С первыми лучами солнца, сняв хозяина в полном вооружении и сытно позавтракав, мы прощаемся с гостеприимными хозяевами и покидаем это интереснейшее селение Чечни. Мы едем не одни, нас провожает рыжебородый молодой чеченец-приятель нашего проводника. Утро выдалось ясное и свежее. Снежные вершины поднимаются совсем близко от нас. Идём по удобной тропинке полого поднимающейся по склону ущелья, среди чудесного соснового леса. В некоторых местах путь наш пересекает скала, отвесно падающая глубоко вниз. Здесь тропинка лепится по узкому, круто поднимающемуся карнизу, уширенному в наиболее опасных местах положенными на тропу широкими каменными плитами. Иногда тропинка почти обрывается.
Вдруг Абдул-Кадир, шедший впереди, останавливается, указывая на чей-то след: видно, что кто-то большой и тяжёлый, шедший нам навстречу, остановился и метнулся по откосу с тропинки вниз, оставив свой след на росистой траве. "Это медведь - поясняет Абдул - он, наверно, ещё здесь близко, где-то под откосом"... Ниже нас по ущелью ползут тяжелые, не предвещающие ничего доброго, облака. Вершина Декакорт часто совсем закутывается облаками. Мы знаем, что, когда над этим снежным царством повисают тучи, - лучше не соваться туда; возможно, что там бушует снежный ураган, несущий смерть всему живому. Недаром, чеченцы, без крайней необходимости, никогда не приближаются к этому сердцу гор, считая места эти священными и заколдованными. "Ни один человек, желавший покорить эту гору, не возвращался назад"... о чем рассказывает ряд чеченских легенд.
Перескочив через бурный поток и обогнув выступ скалы, мы видим, что наше ущелье раздваивается. В оба ущелья вливаются с Декакорт два огромных ледниковых языка.

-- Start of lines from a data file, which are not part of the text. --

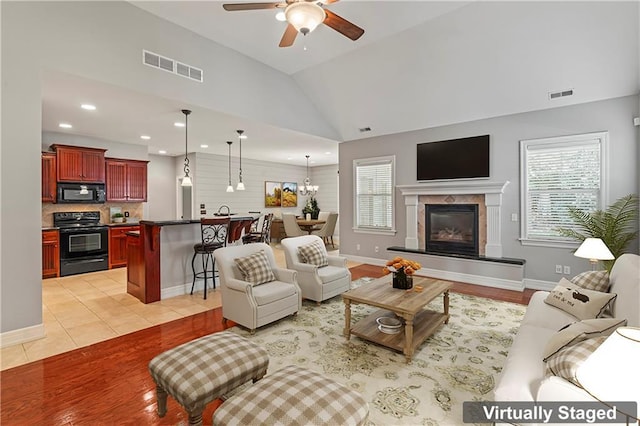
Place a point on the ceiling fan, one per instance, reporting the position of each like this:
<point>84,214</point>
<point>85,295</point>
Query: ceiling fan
<point>303,16</point>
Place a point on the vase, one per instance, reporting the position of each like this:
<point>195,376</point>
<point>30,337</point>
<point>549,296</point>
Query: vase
<point>401,280</point>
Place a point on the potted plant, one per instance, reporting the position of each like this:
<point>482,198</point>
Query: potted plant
<point>615,226</point>
<point>117,218</point>
<point>312,208</point>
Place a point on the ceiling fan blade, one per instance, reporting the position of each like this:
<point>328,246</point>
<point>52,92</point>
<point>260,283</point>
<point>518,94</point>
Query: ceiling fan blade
<point>289,36</point>
<point>342,26</point>
<point>232,7</point>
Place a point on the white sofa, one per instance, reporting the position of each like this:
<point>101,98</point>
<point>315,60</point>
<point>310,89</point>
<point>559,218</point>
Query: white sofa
<point>523,376</point>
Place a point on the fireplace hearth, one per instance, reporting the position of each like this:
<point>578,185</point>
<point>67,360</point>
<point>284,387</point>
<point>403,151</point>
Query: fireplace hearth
<point>451,229</point>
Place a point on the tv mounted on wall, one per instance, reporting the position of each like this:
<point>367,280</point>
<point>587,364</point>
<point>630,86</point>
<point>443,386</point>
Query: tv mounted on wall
<point>463,158</point>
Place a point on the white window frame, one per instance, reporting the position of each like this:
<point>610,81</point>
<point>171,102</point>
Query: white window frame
<point>391,159</point>
<point>559,142</point>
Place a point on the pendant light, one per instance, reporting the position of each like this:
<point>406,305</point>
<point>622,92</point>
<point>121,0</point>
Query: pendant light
<point>230,187</point>
<point>307,188</point>
<point>240,186</point>
<point>186,180</point>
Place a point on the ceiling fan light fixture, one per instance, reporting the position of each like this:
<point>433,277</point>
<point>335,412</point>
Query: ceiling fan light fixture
<point>304,16</point>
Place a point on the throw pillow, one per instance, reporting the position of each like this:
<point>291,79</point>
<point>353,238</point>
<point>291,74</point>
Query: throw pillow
<point>313,254</point>
<point>255,268</point>
<point>581,303</point>
<point>592,280</point>
<point>566,362</point>
<point>579,331</point>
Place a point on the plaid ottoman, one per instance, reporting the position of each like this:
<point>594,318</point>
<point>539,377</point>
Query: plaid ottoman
<point>204,369</point>
<point>294,396</point>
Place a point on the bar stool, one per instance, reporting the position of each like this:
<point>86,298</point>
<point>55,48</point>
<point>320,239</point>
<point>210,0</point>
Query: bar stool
<point>214,234</point>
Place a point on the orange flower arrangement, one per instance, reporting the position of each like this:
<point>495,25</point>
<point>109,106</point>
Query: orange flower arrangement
<point>398,264</point>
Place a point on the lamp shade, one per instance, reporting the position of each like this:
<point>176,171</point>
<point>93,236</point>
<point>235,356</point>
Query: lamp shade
<point>304,16</point>
<point>611,372</point>
<point>594,249</point>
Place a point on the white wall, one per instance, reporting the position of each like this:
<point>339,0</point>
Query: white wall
<point>615,116</point>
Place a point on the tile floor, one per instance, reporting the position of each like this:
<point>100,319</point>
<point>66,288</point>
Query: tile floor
<point>81,310</point>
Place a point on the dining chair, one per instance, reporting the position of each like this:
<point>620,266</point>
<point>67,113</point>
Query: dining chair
<point>291,227</point>
<point>327,230</point>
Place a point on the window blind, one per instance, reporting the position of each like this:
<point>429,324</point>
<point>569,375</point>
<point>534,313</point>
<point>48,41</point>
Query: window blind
<point>558,176</point>
<point>374,194</point>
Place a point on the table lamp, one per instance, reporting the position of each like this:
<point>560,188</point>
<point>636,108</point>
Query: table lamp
<point>611,373</point>
<point>594,249</point>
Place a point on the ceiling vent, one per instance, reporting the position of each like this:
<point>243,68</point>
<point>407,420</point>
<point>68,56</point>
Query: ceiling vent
<point>172,66</point>
<point>560,94</point>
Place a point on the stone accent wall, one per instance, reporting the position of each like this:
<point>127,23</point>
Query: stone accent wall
<point>454,199</point>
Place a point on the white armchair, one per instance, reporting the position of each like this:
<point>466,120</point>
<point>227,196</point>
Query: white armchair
<point>317,283</point>
<point>252,305</point>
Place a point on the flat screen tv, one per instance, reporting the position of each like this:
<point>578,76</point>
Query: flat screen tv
<point>463,158</point>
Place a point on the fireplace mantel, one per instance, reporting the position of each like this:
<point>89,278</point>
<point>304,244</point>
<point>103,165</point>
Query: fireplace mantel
<point>492,197</point>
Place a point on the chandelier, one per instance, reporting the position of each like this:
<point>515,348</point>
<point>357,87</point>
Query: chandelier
<point>306,188</point>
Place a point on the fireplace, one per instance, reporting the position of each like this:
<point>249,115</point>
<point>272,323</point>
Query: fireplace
<point>451,228</point>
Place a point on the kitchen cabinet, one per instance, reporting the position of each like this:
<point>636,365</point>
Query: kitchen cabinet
<point>48,177</point>
<point>76,164</point>
<point>118,245</point>
<point>126,180</point>
<point>50,254</point>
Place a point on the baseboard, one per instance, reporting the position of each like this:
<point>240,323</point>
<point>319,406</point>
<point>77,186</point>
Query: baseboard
<point>539,284</point>
<point>22,335</point>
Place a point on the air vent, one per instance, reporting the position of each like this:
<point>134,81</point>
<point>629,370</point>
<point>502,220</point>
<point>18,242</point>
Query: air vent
<point>172,66</point>
<point>560,94</point>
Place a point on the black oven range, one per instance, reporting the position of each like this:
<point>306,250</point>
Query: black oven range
<point>83,242</point>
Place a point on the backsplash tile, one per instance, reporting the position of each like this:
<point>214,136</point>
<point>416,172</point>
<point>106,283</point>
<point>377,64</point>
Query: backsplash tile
<point>134,209</point>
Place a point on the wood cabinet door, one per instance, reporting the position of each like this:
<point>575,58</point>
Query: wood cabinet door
<point>137,181</point>
<point>116,176</point>
<point>118,245</point>
<point>69,165</point>
<point>48,177</point>
<point>50,254</point>
<point>93,166</point>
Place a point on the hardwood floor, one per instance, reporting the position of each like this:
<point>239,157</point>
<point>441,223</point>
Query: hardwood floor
<point>109,383</point>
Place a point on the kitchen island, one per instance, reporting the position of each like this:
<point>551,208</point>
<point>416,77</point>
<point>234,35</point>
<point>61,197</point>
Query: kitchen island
<point>159,256</point>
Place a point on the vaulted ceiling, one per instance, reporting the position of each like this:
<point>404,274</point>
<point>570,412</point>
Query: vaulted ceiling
<point>419,64</point>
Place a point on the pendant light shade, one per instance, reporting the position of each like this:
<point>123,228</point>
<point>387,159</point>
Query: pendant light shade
<point>229,187</point>
<point>240,186</point>
<point>186,180</point>
<point>306,188</point>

Солнце стоит уже высоко и рубашки наши становятся мокры от пота, когда мы доходим до разветвления ущелий. Тут у потока расположены убогие хижины пастухов. Отдохнув и выкупавшись в ледяной воде потока, мы прощаемся с Майстинским ущельем и начинаем подниматься в гору. Перед подъёмом, провожавший нас чеченец, приятель нашего проводника, в последний раз рассказывает Абдул Кадиру идти перевал. Сам он должен вернуться назад, проводник же наш никогда этой дорогой не проходил. Перевал этот проходится крайне редко и в основном абреками-бандитами, перегоняющими через него ворованный скот. Здесь нет даже никакой тропинки и дорогу надо находить по приметам на скалах. При переходе потока Абдул Кадир внимательно осматривал каждый камень, ища свежих людских следов; также внимательно он оглядел покинутые хижины и источник, бьющий из горы.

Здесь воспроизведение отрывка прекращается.